Note, the first list requires 19 bits of information and the second, 26 to get exact hits. There are many ways of producing these indices (several variations I haven’t mentioned), and there are ways of reducing the difficulty of the task or improving the MMI power of the index making algorithm. However this is good enough for a start.

WanderingIshiki · August 7, 2021, 3:24pm

Thank you. I’ve put the latest additions online at:

https://mindfind.net

For now I’m considering this as the first kind of prototype/test version. It needs further testing and tuning as time permits.

Here’s a brief description of the search functionality:

Web Search - searches the index from the 35.9 million uniquely registered domains searched by CommonCrawl.org in June 2021 and returns a Google-like search result page. It returns a random page from within each domain, but also you can go to the domain’s root directly. Mindfind takes 10 trials from a MED, and applies the indexing algorithm discussed above, listing them in z-score order – giving 10 results in total.

(If you get no results after a while / or a white page - try refreshing)

True Terms - uses 3x MED devices to search each term individually and combine the 3 words for a normal Google search. The total list here is the 1024 most commonly used words in English.

Pseudo Terms - the same as True Terms, but using a PRNG (pseudo random number generator) instead of Mind-Enabled Devices (MEDs).

Intent Suggestions - the above index searching algorithm applied to a rather large English dictionary (which was also the source of the Intent Suggestions in early Randonautica - 466,550 words in total).

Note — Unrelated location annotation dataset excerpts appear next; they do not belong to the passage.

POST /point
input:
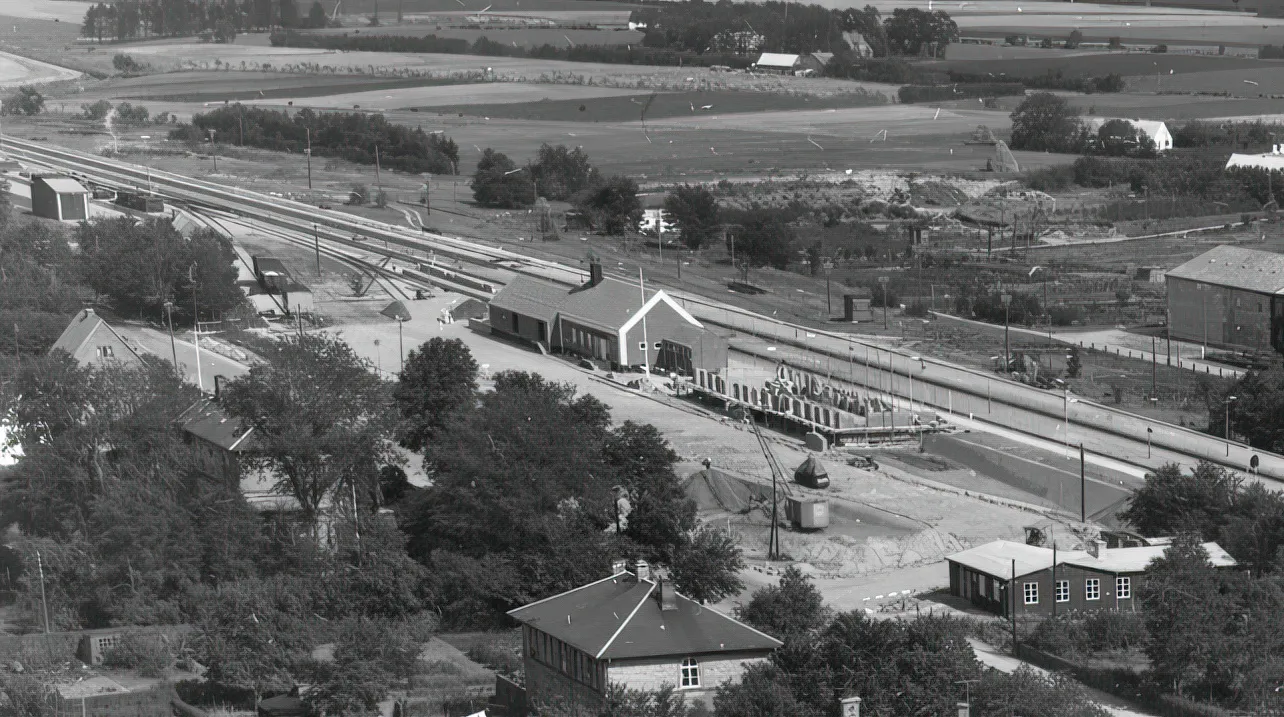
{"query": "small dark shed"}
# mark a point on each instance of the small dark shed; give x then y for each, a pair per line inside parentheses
(812, 474)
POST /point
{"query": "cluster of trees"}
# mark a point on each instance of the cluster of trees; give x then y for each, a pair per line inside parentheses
(222, 19)
(720, 27)
(729, 34)
(898, 667)
(131, 266)
(609, 203)
(349, 135)
(525, 501)
(25, 100)
(1047, 122)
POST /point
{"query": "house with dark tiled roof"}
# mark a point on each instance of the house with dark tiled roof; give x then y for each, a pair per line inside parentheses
(1229, 297)
(90, 339)
(606, 320)
(631, 628)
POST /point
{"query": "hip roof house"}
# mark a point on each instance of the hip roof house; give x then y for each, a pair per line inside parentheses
(606, 320)
(631, 628)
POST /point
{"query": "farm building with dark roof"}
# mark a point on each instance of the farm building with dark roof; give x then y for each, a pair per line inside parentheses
(1229, 297)
(631, 628)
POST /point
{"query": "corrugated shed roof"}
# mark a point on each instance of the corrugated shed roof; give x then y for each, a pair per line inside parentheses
(63, 185)
(1234, 266)
(620, 617)
(1136, 559)
(206, 419)
(530, 297)
(607, 306)
(777, 59)
(995, 558)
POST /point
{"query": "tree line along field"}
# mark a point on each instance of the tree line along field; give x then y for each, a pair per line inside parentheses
(525, 37)
(663, 106)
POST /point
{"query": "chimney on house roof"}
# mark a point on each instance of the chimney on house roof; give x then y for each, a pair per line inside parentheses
(595, 271)
(667, 598)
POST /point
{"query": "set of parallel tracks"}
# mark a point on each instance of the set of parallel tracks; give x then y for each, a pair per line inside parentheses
(292, 219)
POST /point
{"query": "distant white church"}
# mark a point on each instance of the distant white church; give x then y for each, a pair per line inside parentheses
(1153, 129)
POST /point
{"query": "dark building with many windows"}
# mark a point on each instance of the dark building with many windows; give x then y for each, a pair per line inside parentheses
(607, 320)
(1229, 297)
(633, 630)
(1079, 580)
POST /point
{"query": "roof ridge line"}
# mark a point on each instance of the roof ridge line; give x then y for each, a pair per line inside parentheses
(625, 622)
(719, 613)
(568, 593)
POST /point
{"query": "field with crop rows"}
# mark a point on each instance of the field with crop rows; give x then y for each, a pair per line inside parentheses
(523, 37)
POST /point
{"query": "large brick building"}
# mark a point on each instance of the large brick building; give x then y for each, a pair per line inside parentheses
(1068, 580)
(1229, 297)
(633, 630)
(607, 320)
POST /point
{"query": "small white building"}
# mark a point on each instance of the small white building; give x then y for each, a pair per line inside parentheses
(1271, 161)
(777, 63)
(1153, 129)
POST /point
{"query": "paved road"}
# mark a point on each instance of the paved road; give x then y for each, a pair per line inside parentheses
(211, 364)
(984, 396)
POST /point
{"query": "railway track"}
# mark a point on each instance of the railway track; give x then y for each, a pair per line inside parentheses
(1102, 428)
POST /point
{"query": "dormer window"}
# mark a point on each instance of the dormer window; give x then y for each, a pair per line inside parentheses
(690, 673)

The source codes are available here:

ScottWilber · August 7, 2021, 8:24pm

Thanks for your effort to make a working prototype.

I suggest to limit the number of returns for True Terms and Pseudo Terms, because there are up to billions. Perhaps consider limiting the returns to English language only. I know there are many potential users whose native language is not English. Most people do also speak English, but not the many other languages that may show up in unconstrained searches.

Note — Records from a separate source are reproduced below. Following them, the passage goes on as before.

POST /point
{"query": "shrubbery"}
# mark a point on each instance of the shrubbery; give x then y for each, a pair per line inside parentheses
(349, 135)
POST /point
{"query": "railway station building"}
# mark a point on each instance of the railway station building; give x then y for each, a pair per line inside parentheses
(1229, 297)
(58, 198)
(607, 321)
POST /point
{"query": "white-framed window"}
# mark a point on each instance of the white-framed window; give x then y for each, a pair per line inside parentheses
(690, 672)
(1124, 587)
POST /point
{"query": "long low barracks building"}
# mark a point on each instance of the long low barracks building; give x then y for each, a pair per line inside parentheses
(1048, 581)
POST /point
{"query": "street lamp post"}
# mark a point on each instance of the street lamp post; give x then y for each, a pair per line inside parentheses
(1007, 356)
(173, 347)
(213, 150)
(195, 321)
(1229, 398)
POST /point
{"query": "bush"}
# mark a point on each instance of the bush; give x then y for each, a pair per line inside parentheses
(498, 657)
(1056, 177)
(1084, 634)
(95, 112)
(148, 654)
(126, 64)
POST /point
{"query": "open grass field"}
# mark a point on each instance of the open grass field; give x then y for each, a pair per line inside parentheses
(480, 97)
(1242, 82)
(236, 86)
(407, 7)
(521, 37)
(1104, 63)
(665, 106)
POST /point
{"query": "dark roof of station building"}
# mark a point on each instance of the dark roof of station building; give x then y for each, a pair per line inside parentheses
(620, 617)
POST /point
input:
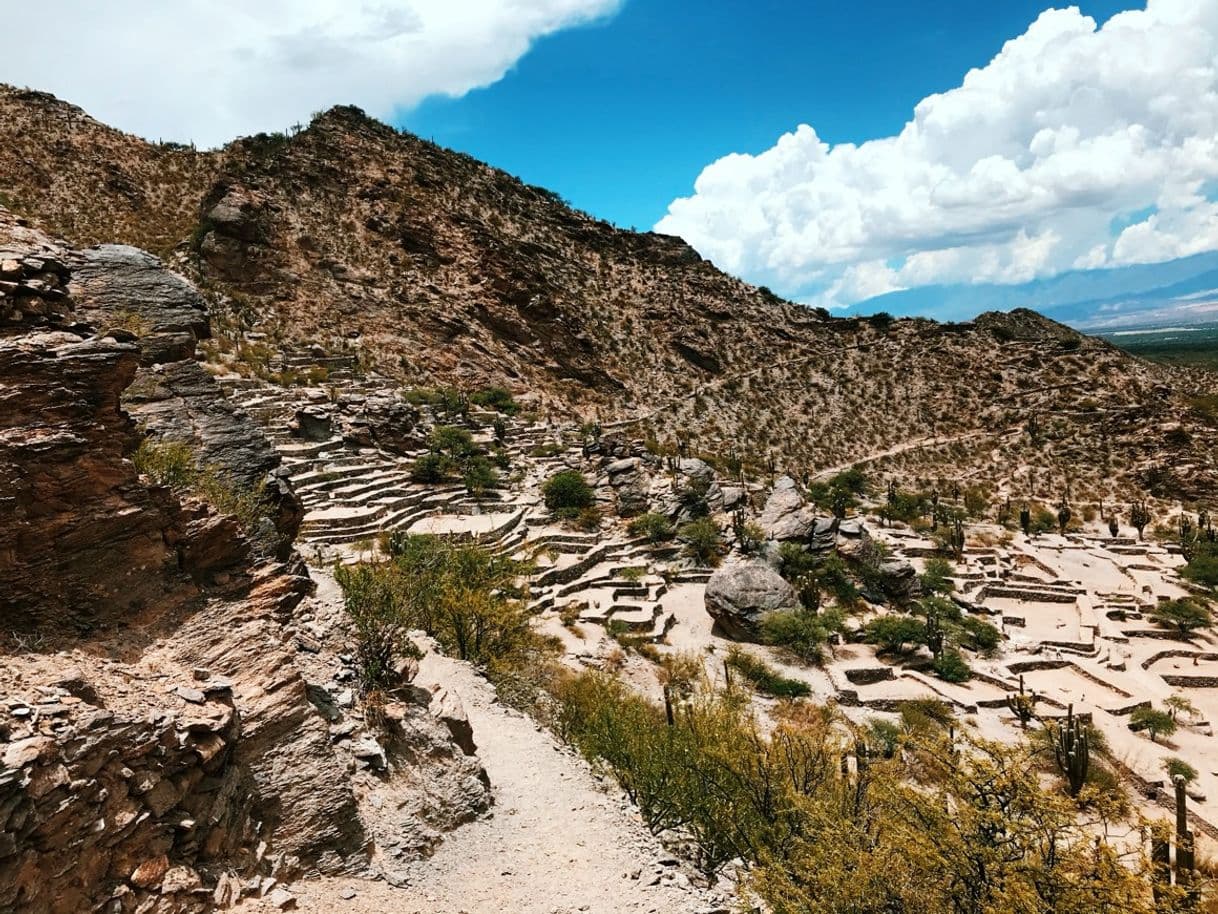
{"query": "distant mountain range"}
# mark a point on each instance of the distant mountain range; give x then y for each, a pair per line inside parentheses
(1143, 295)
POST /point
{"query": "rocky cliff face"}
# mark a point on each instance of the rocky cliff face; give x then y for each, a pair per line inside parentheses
(165, 745)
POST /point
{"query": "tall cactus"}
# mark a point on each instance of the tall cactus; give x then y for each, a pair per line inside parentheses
(956, 539)
(1185, 858)
(1073, 751)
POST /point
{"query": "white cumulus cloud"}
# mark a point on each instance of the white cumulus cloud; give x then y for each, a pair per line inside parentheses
(1077, 146)
(212, 70)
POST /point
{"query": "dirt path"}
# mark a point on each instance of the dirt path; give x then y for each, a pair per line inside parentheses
(558, 841)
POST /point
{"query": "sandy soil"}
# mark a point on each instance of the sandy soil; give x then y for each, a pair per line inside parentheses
(559, 840)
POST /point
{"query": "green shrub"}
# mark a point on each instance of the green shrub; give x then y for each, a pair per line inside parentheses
(464, 596)
(653, 527)
(1185, 616)
(453, 441)
(951, 667)
(894, 634)
(479, 475)
(431, 468)
(168, 463)
(979, 634)
(568, 490)
(379, 628)
(800, 631)
(883, 736)
(497, 399)
(1179, 768)
(1156, 723)
(937, 577)
(703, 540)
(1202, 568)
(763, 676)
(876, 841)
(172, 463)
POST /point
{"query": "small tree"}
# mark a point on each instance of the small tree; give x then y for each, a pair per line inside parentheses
(1156, 723)
(1184, 616)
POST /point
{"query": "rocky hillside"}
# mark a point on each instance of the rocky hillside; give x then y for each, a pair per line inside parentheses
(168, 735)
(435, 268)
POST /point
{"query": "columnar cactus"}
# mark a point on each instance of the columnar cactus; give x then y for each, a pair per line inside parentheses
(1184, 856)
(1072, 750)
(1022, 704)
(1139, 516)
(956, 538)
(1063, 516)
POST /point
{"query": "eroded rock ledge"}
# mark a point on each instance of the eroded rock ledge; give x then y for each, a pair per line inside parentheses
(162, 741)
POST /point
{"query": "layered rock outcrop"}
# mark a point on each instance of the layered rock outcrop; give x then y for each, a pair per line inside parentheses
(161, 742)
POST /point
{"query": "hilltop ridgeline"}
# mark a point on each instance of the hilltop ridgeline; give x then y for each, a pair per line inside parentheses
(435, 268)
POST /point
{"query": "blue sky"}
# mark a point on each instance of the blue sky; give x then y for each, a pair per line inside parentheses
(832, 151)
(620, 116)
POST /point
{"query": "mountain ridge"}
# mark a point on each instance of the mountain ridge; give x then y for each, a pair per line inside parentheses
(436, 269)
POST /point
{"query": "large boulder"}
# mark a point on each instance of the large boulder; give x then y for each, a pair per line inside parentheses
(739, 595)
(380, 421)
(786, 514)
(631, 485)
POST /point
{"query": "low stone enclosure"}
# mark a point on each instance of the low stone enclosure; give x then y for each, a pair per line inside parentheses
(1071, 608)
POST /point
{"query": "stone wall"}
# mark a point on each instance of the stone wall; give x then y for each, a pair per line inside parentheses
(144, 813)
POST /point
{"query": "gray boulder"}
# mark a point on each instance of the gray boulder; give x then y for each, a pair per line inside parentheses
(739, 595)
(630, 485)
(312, 423)
(380, 421)
(786, 514)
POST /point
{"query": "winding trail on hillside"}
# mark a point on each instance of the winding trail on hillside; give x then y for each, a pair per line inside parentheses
(905, 446)
(559, 840)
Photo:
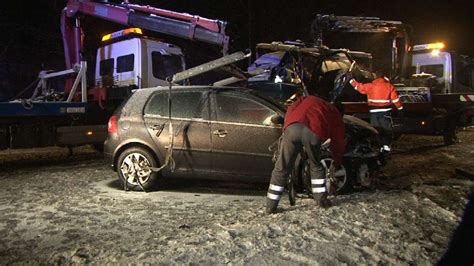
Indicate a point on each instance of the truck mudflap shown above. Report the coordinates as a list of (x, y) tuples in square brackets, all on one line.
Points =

Several of the most common words don’t add information to a Google search, such as, a or the. Consider editing the top 1000 word list to exclude such words, and replacing them with some more meaningful words in a longer most-used word list (or just make the list shorter).

WanderingIshiki · August 8, 2021, 10:10am

I’ve added a little filter to Web Search so that only English results will be shown. It’s probably not 100% accurate but should be better than nothing.

Do you mean use only one or two instead of 3 search terms? (At the moment these 2 features generate 3 search terms combined together). As all I am doing behind the scenes is opening Google with whatever 3 words were generated, I don’t have any way to limit the number of results Google yields. However, these should all generally be in English as the list of words any of the terms can be generated from are only English words.

Yes you’re very right here. The list hasn’t been calibrated at all for the purpose at hand so it contains the likes of a, the etc in there as well.

WanderingIshiki · August 8, 2021, 10:21am

So as I’m trying out the new Web Search I get this as my first result:

Not quite what I was thinking, so I call in my 8 year old son who was actually in the room watching some Minecraft video on YouTube (right where the MEDfarm server is located and running) and ask him what he was just thinking about these past few minutes… low and behold ways to watch Dragon Ball from here in Singapore which shows in this site’s top page:

www.dream-force.tv

ScottWilber · August 8, 2021, 4:24pm

I meant to reduce the number of hits or results returned by the search, since Google may return up to 50 pages (their internal limit). Apparently there may be a way to do this. Try this link for example:
https://www.codeproject.com/Questions/197422/How-to-limit-the-number-of-results-returned-by-goo
A lot of what Google provides is often changed or “deprecated.” I saw one older (10 years ago) search result, but it was unclear if any suggested solution was still valid.